The landscape of Purbeck is dominated by two ridges of high ground where thin alkaline soils and centuries of grazing by domestic livestock have produced grassland habitats of exceptional diversity.
To the south, around Langton Matravers, is the limestone which forms the backbone of the Jurassic Coast, while to the north the chalky Purbeck Hills run parallel from west of Corfe Castle to Old Harry.
The south facing downland along the coastal strip is sought out by many a botanist looking for rare plants such as the early gentian, nit grass or the UKs largest population of early-spider orchids.
Even for the casual visitor the grassland flowers are spectacular, with lime-loving specialists such as milkwort, birds-foot trefoil, eyebrights, vetches and knapweeds all common.
Along both the coastal strip and the Purbeck Hills, the plant communities provide the habitat for many invertebrates but it is probably the butterflies that are the most eye-catching.
More than 30 species are regularly spotted and these are some of the best sites in England to look for rarities such as the Adonis blue and Lulworth skipper.
They are great sites for grassland birds as well; the song of skylarks and the curious sight of parachuting meadow pipits are a constant backdrop in summer.
Where grazing is less intense the close cropped grassland gives way to small pockets of gorse scrub. These thickets play an important role, particularly for birds, and are home to yellowhammer, linnet and song thrush.
Over the years farming has changed and grazing has generally declined, so the crucial balance between open grasslands full of wild flowers and more closed thickets of taller vegetation has shifted.
There has been a massive increase in gorse scrub along the Purbeck Hills, and the flower and butterfly-rich grasslands no longer run the entire length, but are reduced to smaller and more isolated pockets.
Along the coast the scrub is less dominant, but reduced grazing here has led to thick tussocks of tor grass Brachypodium rupestre in some areas.
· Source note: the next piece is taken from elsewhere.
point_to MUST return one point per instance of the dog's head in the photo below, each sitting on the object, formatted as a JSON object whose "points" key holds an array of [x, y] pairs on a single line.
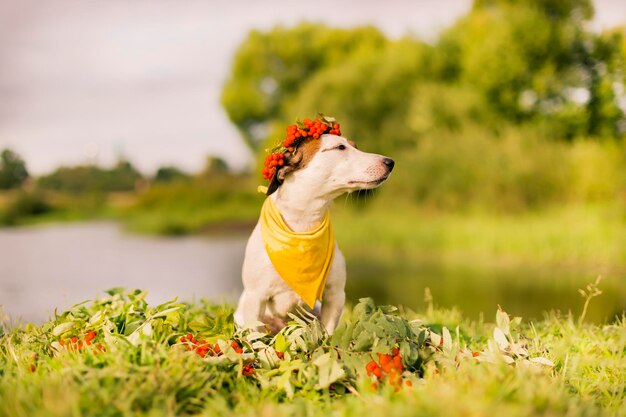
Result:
{"points": [[332, 165]]}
Although loved by Lulworth skippers, the tor grass soon out-competes most other plants, and plant and animal diversity declines.
As with so many of our habitats in lowland Britain, our grasslands have developed as a result of the way people have lived and farmed over many centuries, and if we want to look after the wildlife that depends on them, we need to keep managing them.
We have ambitious plans to clear scrub and restore more of our grasslands in Purbeck over the coming years, but just as importantly we will be working to help our tenants make traditional grazing a viable long-term option for 21st century farms.